Checking Dependencies When Checking Out

This hook runs after you checkout a new branch or commit. It checks to see if your package.json has changed in order to check if any dependencies differ. This works great if you’re working on a feature branch that has new dependencies and you need to switch around. It looks for changes in the whole file and doesn’t account for differences in things like version numbers, so keep that in mind.

#!/bin/bash
# post-checkout

# Git post checkout hook. ------------------------------------------------------
# Reminds you to update requirementsundefined if necessary

PREVIOUS_HEAD=$1
NEW_HEAD=$2
BRANCH_SWITCH=$3

if [ $BRANCH_SWITCH == "1" -a $PREVIOUS_HEAD != $NEW_HEAD ]; then
    # Start from the repository root.
    cd ./$(git rev-parse --show-cdup)

    # Check if requirements have been updated - npm/yarn
    REQUIREMENTS=`git diff $PREVIOUS_HEAD $NEW_HEAD --name-status | grep "package.json"`
    if [ $? -eq "0" ]; then
        echo "\nThe requirements for this project may have changed. Update dependencies by running:"
        echo "  yarn install"
    fi
fi

Managing Git Hooks

Manual Hook Wrangling

Manually managing your git hooks is one of easiest way to get started, but makes sharing hooks a bit more difficult (don't worry, we'll talk about tips for this later). Git hooks can be easily managed locally by using a .git-template directory. You can store all of your “default” scripts inside of your template directory and they will automatically be added to your repository each time you run a git init, as long as an existing hook with the same name doesn’t already exist. You can run git init either when starting a project or in an existing project to grab any new Git hooks.

Sharing Git Hooks

The traditional way of managing Git hooks has some drawbacks, particularly that since they’re stored in your .git directory by default. This means they aren’t tracked in your repository.

You could set up a system where your hooks are tracked outside of your .git directory, say in a .hooks directory, then set up a script to symlink your files into your .git/hooks directory (check out a working example here). Alternatively, you can configure Git to simply pull hooks from a different directory altogether by running git config core.hooksPath .hooks (check out another example here).

Side-Stepping Git Hooks Altogether

If you’ve gone through the trouble of setting up linting or code formatting, you’ve probably already set up a script to run with something like npm run lint. With the help of a tool called Husky, we can leverage our scripts that we’ve already set up by using them as Git hooks.

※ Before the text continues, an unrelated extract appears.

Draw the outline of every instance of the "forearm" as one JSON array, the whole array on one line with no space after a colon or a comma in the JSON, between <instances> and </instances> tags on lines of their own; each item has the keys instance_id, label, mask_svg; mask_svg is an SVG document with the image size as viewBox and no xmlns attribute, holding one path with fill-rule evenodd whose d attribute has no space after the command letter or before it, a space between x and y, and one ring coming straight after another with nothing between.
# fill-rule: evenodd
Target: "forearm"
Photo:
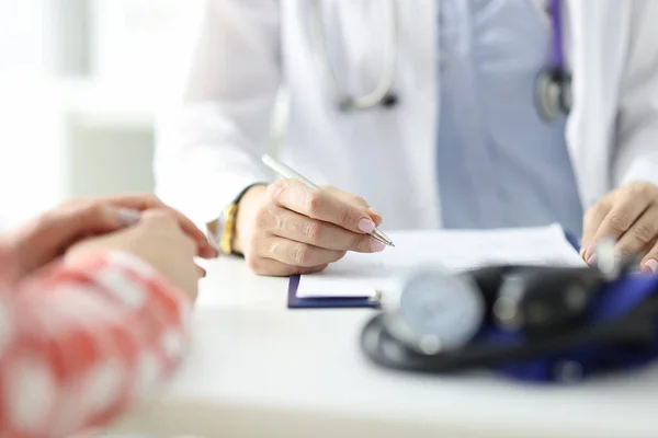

First, install Husky: npm install husky --save-dev

Then add your existing scripts as triggers in your package.json:

{
  "scripts": {
    "lint": "eslint --ext js --ext jsx src",
    "format": "prettier 'src/**/*.{js,jsx}' --write",
    "precommit": "npm run lint && npm run format"
  },
  ...
}

That’s it! Husky will manage all of your Git hooks for you and will run your lint and format command as a pre-commit hook.